APTN National News
Thunder Bay police have suspended an officer and put four more on administrative duties over allegations of recent inappropriate Facebook posts on Indigenous people.
Police said the comments are alleged to have been made by Const. Robert Steudle’s personal Facebook account.
Steudle is suspended with pay, as per the Police Services Act.
Thunder Bay police initially launched their own investigation into the comments written Sept. 17 and Sept. 18 but have since asked the Office of the Independent Police Review Director to take over the probe.
APTN National News reporter Willow Fiddler first alerted Thunder Bay police to the comments.
The comments were posted on a newspaper’s page regarding a letter to the editor by Nishnawbi Aski Nation Grand Chief Alvin Fiddler.
The Facebook account used by Rob Steudle stated on Sept. 17: “Give your head a shake Alvin Fidder. I think it’s too foggy to see the truth.”
The Facebook posting then followed up with: “Natives are killing natives and it’s the white mans fault natives are drunk on the street and its white mans fault natives are homeless and its white mans fault and now natives are lying about how they are treated by white men an explanation is given and it’s the white men who are lying. Well let’s stop giving the natives money and see how that goes.”
Police said they’ll cooperate with the OIPRD’s investigation.
“We recognize the issues of trust and respect that this matter raises in regard to our relationship with Indigenous people,” said Thunder Bay police Chief J.P. Levesque in a statement.
This follows a similar case in Ottawa, but the comments were made around the same time involving a different matter.
Ottawa police said one of their members was under an investigation stemming from a complaint from the chief of police over “racist” online comments posted in response to a story about the death of Inuit artist Annie Pootoogook.
The comments were posted Saturday by Sgt. Chris Hrnchiar who used his personal Facebook to log into the Ottawa Citizen’s comment section. Hrnchiar was responding to a story about the death of Pootoogook who was found submerged in the Rideau River on Sept. 19.
Pootoogook’s death is being treated as suspicious by Ottawa police investigators.
The OIPRD is also conducting a review of Thunder Bay police and how the force handles investigations into deaths of Indigenous people.
The city was the site of an inquest into the deaths of seven First Nations students.
Five of the seven dead students were pulled from the city’s rivers drowned.
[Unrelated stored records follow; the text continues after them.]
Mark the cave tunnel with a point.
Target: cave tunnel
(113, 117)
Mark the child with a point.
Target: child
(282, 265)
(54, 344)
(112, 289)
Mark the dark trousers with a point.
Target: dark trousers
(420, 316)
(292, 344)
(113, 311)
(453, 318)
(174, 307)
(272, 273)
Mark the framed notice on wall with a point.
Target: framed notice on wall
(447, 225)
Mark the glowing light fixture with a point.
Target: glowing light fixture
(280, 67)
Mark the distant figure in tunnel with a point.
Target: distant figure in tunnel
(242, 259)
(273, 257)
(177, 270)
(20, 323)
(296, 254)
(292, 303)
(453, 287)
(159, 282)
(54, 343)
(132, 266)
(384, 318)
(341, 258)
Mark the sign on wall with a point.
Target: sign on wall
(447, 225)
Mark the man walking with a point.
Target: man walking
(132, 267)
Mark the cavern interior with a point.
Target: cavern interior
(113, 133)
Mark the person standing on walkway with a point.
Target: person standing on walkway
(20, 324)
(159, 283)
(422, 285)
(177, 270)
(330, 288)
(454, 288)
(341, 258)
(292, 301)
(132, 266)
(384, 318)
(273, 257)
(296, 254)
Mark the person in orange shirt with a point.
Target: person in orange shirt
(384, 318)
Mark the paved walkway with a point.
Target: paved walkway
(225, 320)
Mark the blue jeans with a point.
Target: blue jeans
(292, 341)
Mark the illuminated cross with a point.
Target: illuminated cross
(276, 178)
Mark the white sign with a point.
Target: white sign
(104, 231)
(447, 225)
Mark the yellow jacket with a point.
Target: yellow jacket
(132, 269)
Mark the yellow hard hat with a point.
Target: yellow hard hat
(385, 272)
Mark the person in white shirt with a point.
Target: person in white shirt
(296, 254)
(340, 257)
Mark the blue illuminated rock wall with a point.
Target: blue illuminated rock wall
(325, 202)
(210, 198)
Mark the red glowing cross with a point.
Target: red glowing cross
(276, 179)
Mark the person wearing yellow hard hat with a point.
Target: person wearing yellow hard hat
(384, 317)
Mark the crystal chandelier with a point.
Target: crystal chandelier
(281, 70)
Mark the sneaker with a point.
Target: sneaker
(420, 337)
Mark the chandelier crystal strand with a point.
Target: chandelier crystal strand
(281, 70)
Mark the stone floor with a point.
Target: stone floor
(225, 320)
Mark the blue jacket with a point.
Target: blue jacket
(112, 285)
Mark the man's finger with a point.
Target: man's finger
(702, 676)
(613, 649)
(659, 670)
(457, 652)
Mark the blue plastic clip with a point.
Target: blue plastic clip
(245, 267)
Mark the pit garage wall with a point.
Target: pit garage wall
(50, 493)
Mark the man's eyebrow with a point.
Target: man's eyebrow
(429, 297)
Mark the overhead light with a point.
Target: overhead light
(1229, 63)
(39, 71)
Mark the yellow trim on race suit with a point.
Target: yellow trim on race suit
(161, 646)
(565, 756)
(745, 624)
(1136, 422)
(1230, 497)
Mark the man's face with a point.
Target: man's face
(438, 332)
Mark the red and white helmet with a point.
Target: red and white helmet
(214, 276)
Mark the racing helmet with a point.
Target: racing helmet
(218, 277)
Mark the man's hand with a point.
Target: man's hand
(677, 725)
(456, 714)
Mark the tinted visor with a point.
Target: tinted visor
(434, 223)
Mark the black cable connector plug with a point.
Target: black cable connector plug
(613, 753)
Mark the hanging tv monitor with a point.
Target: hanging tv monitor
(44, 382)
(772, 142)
Jethro Anderson and Jordan Wabasse, both 15, were found in the Kaministiquia river while Curran Strang, 18, Reggie Bushie, 15 and Kyle Morriseau, 17 were discovered in the McIntyre river.
Julian Falconer, the lawyer representing the Nishnawbe Aski Nation at the inquest told APTN in October 2015 that investigators, pathologists and toxicologists who worked on the cases between 2000 and 2011 focused on the “drunken Indian” scenario where alcohol was the root cause.